Try it live: real companies, real briefs, updated daily.
The first version worked by running each entity through a fixed set of research topics and applying a novelty filter on top. Building on that foundation, we designed a second version with three specific improvements. First, we wanted retrieval to adapt to each entity rather than lean on a fixed taxonomy. The topics and concepts driving the search should reflect what is actually happening in the news for that specific company at that moment, built on the fly instead of pulled from a predefined list. Second, novelty is inherently non-binary: a topic may recur over time while still containing incremental but meaningful developments. Capturing these degrees of novelty requires more than a simple duplicate-or-not decision, as the relevance and significance of new information often depend on context. Because modern reasoning models can reliably determine whether two facts convey the same underlying information despite differences in phrasing, while also assessing their relative relevance, they are the right tool for this evaluation. This enables a nuanced assessment of novelty that rule-based filters cannot easily provide. Third, we wanted a novelty system that works reliably without requiring previous runs to exist, so coverage on a new entity is solid from day one. To get there, novelty is checked at the news level rather than against prior bullet points. This post explains how each of those three pieces works in practice.

The Three Improvements

1. What to search for

A single broad query returns results that cluster around whatever dominated the news flow. If there was a product announcement, those chunks crowd out the supply chain story, the regulatory development, and the executive commentary that happened in the same period. The service avoids this by separating discovery from retrieval. A broad exploratory pass runs first to understand which themes are active for this entity in this window. An LLM then identifies up to five distinct topic areas from those results, each with the specific concepts that matter within it. Targeted retrieval runs separately per theme, so the evidence going into each section of the brief reflects what actually happened across all areas, not just the most-covered one.

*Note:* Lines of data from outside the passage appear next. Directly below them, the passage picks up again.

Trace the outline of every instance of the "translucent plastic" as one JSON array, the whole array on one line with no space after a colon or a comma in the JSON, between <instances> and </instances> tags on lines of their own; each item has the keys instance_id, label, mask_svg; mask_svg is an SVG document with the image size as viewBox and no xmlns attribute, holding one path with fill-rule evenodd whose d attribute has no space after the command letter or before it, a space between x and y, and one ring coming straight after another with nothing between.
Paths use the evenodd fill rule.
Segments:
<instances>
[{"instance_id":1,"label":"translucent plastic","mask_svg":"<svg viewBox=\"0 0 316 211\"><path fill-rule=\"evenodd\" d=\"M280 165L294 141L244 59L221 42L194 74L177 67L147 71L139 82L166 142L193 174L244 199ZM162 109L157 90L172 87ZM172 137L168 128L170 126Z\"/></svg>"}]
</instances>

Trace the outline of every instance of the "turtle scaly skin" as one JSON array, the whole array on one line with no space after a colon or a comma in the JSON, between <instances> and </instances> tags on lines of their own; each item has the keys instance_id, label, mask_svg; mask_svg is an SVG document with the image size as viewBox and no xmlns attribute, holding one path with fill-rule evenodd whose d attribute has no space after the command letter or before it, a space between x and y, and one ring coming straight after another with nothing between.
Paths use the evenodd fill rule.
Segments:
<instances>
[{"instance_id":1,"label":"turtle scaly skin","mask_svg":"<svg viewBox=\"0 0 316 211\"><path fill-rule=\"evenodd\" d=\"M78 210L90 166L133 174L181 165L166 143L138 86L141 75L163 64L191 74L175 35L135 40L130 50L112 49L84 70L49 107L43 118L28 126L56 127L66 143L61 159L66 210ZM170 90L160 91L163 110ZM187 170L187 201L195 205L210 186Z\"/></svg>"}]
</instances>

2. How to keep bullets from repeating each other

Each theme gets its own generation step: the LLM reads that theme’s evidence and writes its bullets. Bullets from earlier themes are passed into the prompt so the model avoids repeating the same information. Evidence naturally overlaps across themes, so without this cross-theme hint the same fact can surface twice, phrased differently but carrying the same information. Every generated bullet is then scored for relevance on a 1-to-5 scale, based on its actionability, materiality, and direct impact on the entity. Bullets that don’t clear the threshold are dropped before the novelty stage runs.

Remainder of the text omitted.